NIFTY opened the week on 4th October at 17,616 and closed on 8th October at 17,895. It made a weekly gain of ~1.6%. On the upside, 17,948 might act as a resistance. On the downside, 20DMA of 17,648 might act as a support. RSI (14 days) of 66 is indicating the index is in an overbought zone.

Weekly highlights

  • Auto companies released the monthly volume data for September-21. Domestic CV volumes were robust, aided by healthy freight availability and better freight rates. Tractor sales reported a strong MoM growth albeit on a low base due to good rainfall. Supply issues and an inauspicious period led to subdued volumes for other segments. Companies suggest an inability to cater to demand due to supply chain challenges. This has led to lower inventory build-up before the festive season. This might lead to longer waiting periods or postponement of festival purchases by customers.
  • Media reports suggest the government may abandon its demand for spectrum charges of Rs 400 bn from telecom operators to support companies. This latest move may provide another ray of hope to companies such as Vodafone Idea Ltd and Bharti Airtel Ltd after the government’s decision to offer a 4-year moratorium on dues.
  • The Organisation of the Petroleum Exporting Countries, Russia, and their allies (OPEC+) said it would stick to its existing plan for a gradual increase in oil output, which sent crude prices to three-year highs. West Texas Intermediate reached USD$ 78 a barrel while Brent Crude rose 3% to ~US$ 82 a barrel. The OPEC+ ignored calls from big consumers such as the USA and India for extra supplies after oil prices surged over 50% this year.
  • The US indices (Dow Jones Industrial Average, S&P 500, and Nasdaq) held on to weekly gains. Throughout the week, investors’ attention has been on rising energy prices, concerns about inflation, and negotiations on the debt ceiling. On Thursday, the US Senate has voted to extend the debt ceiling until December 3. This provides some relief to investors worried about the government default this month.
  • The Indian equity markets remained volatile during the week ended October 8. The key positives were RBI maintaining its stance with no rate change, and Moody’s upgrading India’s outlook to stable from negative. Rising bond yield, and crude oil prices, Fitch cutting India’s FY22 GDP growth forecast (to 8.7% from 10% in June) worried investors.
  • The government of India has sold the national carrier, Air India to the Tata Group.

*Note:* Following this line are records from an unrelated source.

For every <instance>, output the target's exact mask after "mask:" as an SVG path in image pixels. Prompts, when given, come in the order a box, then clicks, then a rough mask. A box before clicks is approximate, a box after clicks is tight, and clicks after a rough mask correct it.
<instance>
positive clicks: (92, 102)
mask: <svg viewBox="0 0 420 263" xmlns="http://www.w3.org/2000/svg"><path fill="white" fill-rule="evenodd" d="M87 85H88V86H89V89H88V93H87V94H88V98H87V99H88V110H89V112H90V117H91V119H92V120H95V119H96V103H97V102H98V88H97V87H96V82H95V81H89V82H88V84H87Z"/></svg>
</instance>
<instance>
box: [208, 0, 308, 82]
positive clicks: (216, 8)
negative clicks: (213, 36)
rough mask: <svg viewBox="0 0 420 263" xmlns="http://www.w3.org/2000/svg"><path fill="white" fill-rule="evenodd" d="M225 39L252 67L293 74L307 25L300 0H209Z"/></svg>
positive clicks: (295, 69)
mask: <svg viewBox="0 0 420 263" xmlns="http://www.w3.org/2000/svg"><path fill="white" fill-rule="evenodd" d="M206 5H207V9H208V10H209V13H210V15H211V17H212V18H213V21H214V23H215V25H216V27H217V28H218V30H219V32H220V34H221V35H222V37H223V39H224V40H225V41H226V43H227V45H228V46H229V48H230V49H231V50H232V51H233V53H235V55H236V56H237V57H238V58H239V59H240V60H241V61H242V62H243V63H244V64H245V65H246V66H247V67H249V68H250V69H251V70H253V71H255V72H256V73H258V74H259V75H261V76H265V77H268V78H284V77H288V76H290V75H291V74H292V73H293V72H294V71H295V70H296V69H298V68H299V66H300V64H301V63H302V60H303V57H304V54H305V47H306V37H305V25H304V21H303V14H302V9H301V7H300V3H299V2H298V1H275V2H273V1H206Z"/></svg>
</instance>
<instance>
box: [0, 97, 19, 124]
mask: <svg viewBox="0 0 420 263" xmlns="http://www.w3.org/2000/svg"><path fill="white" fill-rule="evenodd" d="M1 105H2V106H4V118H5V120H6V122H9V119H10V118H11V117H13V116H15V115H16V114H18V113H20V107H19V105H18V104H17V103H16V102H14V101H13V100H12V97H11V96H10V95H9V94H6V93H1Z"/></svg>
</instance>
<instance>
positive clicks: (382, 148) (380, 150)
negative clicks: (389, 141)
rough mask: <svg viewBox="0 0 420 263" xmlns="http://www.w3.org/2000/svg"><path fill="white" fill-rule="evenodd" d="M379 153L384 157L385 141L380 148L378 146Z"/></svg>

Tata Sons submitted a winning bid of Rs 180bn as the Enterprise value. The conclusion of this sale indicates the government is serious about its ambitions of privatisation.
  • Though the foreign institutional investors (FII) selling continued this week, the quantum was much lower at Rs 36,857mn vs Rs 61,520mn last week. Domestic institutional investors (DII) buying reduced to Rs 34,581mn from the Rs 75,030 mn in the previous week.

Things to watch out for next week

  • The 2QFY22 result season has started with TCS reporting earnings this week. The result season takes centre stage next week with other IT companies such as Infosys, Mindtree, and Wipro set to announce their earnings. While the street is estimating sequential revenue growth for the companies, commentary on deal wins and margin pressures due to rising employee costs & attrition would be critical.